With WP_UNPOPUATED, application like QEMU can avoid pre-read faults all the
memory before wr-protect during taking a live snapshot. Quotting from
Muhammad's test result here [3] based on a simple program [4]:
(1) With huge page disabled
echo madvise > /sys/kernel/mm/transparent_hugepage/enabled
./uffd_wp_perf
Test DEFAULT: 4
Test PRE-READ: 1111453 (pre-fault 1101011)
Test MADVISE: 278276 (pre-fault 266378)
Test WP-UNPOPULATE: 11712
(2) With Huge page enabled
echo always > /sys/kernel/mm/transparent_hugepage/enabled
./uffd_wp_perf
Test DEFAULT: 4
Test PRE-READ: 22521 (pre-fault 22348)
Test MADVISE: 4909 (pre-fault 4743)
Test WP-UNPOPULATE: 14448
There'll be a great perf boost for no-thp case, while for thp enabled with
extreme case of all-thp-zero WP_UNPOPULATED can be slower than MADVISE, but
that's low possibility in reality, also the overhead was not reduced but
postponed until a follow up write on any huge zero thp, so potentitially it
s/potentitially/potentially/
is faster by making the follow up writes slower.

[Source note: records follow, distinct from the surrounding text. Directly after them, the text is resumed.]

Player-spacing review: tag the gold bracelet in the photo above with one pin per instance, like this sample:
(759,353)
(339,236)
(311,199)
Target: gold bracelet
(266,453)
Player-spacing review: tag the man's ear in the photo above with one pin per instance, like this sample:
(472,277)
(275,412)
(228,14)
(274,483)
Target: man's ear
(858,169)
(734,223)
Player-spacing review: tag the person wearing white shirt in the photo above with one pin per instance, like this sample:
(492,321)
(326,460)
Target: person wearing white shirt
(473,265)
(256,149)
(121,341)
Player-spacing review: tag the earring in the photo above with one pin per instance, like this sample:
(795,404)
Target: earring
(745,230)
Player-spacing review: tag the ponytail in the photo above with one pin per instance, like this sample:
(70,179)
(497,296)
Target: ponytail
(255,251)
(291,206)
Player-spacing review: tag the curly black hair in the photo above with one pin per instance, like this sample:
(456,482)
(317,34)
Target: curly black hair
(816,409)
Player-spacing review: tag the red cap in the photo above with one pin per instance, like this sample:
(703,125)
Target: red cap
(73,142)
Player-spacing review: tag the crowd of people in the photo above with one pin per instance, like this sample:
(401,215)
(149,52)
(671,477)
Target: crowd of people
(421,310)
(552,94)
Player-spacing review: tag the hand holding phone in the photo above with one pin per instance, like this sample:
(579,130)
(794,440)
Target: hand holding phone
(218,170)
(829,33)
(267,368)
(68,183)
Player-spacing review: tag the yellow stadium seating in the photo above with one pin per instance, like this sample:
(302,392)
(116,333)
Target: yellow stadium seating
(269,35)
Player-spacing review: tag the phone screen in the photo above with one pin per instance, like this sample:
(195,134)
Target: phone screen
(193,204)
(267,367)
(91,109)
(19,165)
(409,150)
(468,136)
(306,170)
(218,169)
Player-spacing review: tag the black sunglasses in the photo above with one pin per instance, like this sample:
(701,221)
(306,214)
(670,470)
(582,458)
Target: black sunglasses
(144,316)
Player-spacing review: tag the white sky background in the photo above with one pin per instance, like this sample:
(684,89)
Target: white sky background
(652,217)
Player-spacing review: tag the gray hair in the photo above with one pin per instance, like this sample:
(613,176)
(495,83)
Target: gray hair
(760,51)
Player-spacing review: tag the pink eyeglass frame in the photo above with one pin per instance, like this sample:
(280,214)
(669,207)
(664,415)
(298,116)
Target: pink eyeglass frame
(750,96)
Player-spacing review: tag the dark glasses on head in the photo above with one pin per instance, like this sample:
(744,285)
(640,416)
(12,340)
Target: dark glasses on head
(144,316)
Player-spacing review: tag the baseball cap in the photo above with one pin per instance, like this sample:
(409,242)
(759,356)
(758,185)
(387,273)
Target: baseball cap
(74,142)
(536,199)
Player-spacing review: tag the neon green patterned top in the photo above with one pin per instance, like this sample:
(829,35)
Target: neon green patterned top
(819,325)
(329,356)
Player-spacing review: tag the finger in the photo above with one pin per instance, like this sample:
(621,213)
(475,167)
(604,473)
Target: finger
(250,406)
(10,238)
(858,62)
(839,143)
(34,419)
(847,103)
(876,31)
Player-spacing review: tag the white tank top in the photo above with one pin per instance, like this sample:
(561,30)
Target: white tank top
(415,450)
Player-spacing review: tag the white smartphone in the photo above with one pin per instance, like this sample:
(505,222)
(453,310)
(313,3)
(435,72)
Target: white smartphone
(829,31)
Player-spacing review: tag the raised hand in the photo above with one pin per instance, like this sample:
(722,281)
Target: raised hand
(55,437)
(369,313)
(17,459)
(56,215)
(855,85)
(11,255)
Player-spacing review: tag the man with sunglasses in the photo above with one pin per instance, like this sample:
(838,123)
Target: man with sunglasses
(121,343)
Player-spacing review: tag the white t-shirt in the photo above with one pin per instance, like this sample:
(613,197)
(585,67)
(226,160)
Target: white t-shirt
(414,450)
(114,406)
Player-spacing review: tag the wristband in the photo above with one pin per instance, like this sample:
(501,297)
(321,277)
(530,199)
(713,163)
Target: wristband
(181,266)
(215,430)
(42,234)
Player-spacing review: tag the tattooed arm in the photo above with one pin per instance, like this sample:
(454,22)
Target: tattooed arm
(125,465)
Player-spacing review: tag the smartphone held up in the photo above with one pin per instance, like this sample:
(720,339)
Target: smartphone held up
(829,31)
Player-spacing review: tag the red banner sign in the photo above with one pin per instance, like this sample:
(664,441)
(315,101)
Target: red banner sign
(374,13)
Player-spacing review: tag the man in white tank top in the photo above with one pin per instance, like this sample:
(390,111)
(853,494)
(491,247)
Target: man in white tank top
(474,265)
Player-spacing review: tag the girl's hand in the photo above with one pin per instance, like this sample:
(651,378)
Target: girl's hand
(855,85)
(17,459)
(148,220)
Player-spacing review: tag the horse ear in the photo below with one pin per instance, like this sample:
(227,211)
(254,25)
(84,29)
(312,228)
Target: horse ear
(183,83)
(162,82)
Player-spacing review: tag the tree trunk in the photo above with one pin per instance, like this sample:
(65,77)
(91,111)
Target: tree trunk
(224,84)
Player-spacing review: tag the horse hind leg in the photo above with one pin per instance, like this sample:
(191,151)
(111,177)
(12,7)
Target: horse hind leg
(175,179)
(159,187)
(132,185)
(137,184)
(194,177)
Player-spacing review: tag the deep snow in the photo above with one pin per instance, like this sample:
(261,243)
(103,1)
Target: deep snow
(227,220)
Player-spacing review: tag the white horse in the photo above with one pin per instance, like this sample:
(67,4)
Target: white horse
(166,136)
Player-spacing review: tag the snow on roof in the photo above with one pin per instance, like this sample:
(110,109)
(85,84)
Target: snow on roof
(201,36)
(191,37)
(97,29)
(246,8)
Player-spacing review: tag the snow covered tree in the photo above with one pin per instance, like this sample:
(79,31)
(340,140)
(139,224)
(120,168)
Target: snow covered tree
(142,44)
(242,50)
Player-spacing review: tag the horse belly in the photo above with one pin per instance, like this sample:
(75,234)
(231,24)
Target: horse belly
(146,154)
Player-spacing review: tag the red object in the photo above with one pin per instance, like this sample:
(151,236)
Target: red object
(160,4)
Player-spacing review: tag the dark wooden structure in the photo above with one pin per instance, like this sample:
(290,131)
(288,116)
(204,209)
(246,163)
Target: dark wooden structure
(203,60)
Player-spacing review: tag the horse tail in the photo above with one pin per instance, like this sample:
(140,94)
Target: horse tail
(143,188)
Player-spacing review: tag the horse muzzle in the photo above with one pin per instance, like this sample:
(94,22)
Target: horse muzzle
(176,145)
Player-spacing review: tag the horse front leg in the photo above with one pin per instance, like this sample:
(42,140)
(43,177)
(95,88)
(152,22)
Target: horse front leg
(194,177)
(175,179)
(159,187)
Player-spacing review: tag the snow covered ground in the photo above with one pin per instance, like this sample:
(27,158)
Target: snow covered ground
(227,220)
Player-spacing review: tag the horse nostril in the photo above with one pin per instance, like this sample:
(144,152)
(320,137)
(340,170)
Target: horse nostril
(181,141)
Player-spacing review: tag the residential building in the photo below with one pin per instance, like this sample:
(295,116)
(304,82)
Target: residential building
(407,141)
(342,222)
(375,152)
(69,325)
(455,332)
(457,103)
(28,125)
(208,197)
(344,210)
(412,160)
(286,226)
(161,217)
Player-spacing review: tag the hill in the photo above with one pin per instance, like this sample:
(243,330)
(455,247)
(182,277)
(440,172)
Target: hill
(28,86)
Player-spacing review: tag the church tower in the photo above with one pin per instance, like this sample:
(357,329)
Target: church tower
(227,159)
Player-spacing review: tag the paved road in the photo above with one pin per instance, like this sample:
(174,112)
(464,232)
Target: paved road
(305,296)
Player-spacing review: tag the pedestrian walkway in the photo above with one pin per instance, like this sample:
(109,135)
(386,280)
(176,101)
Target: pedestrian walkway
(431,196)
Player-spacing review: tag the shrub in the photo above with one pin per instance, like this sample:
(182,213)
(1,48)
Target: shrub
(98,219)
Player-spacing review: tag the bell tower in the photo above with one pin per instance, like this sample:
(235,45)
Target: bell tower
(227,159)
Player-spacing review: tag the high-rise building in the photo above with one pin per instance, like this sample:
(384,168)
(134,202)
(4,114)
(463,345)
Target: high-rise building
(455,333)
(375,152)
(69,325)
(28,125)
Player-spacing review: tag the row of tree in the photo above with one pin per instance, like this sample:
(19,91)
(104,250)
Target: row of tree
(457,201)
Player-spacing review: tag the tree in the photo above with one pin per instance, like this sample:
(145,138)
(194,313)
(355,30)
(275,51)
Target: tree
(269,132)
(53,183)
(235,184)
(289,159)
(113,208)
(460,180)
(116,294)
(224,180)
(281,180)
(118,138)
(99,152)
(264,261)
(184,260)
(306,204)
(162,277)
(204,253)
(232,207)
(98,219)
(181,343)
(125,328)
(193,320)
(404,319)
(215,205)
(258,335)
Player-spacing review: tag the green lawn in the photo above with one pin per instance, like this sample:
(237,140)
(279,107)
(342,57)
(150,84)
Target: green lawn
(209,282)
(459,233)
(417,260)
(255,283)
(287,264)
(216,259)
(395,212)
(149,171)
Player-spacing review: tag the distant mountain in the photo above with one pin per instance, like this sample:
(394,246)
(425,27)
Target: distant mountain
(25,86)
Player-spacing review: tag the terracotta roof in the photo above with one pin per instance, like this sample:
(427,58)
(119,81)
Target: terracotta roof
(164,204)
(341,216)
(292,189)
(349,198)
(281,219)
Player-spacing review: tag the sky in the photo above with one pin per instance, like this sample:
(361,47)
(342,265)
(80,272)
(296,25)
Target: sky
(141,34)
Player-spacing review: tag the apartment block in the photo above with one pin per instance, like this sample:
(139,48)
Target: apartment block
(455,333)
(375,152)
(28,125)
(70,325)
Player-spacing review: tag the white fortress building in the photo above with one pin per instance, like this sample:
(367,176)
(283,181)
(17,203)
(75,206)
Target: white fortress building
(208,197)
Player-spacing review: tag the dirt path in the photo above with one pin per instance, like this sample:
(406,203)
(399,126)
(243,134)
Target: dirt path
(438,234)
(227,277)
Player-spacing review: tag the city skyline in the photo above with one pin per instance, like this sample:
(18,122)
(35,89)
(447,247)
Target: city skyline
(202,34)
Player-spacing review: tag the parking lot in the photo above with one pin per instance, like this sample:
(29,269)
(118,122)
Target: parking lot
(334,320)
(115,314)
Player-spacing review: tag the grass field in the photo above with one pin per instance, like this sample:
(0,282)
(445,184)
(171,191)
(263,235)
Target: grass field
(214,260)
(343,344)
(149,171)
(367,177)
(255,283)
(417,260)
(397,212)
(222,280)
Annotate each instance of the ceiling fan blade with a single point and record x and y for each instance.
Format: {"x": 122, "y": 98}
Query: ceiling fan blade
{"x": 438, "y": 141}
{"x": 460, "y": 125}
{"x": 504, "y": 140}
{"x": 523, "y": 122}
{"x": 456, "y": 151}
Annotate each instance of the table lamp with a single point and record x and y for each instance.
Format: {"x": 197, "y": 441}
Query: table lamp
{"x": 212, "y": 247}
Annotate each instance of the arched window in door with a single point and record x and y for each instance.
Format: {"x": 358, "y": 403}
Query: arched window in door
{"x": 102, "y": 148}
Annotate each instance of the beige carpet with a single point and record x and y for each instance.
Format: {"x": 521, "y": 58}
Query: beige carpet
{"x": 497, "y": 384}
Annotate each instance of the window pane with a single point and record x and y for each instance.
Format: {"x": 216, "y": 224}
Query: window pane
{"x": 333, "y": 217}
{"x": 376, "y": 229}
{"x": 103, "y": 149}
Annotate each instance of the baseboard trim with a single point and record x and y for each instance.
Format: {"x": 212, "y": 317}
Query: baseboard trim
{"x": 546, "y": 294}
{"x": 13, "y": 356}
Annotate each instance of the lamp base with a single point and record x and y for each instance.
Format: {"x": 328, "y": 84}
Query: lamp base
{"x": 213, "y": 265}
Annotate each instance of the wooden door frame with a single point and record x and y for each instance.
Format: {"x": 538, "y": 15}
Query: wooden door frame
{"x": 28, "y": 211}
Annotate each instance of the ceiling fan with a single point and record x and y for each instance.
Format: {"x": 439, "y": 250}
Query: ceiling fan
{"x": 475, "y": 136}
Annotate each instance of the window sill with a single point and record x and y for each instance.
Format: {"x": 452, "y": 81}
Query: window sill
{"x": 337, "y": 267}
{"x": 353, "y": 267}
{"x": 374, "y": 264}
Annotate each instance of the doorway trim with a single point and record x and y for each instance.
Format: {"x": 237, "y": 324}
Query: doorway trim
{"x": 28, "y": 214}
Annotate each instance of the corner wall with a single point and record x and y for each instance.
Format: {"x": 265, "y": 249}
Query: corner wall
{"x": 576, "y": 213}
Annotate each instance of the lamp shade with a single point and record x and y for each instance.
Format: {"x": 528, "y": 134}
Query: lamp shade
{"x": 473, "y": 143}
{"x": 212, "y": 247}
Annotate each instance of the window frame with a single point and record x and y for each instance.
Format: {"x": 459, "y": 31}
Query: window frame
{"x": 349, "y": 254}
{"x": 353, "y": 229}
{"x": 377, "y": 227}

What I realized, interrestingly not only the writes, but also the reads. In
Curious why reading a zeropage would be a problem?
Oh, my thinking was that with markers you postpone placing the shared
zeropage. So the next read access will require a pagefault to map the
shared zeropage. Your v1 would have performed best in that case I guess.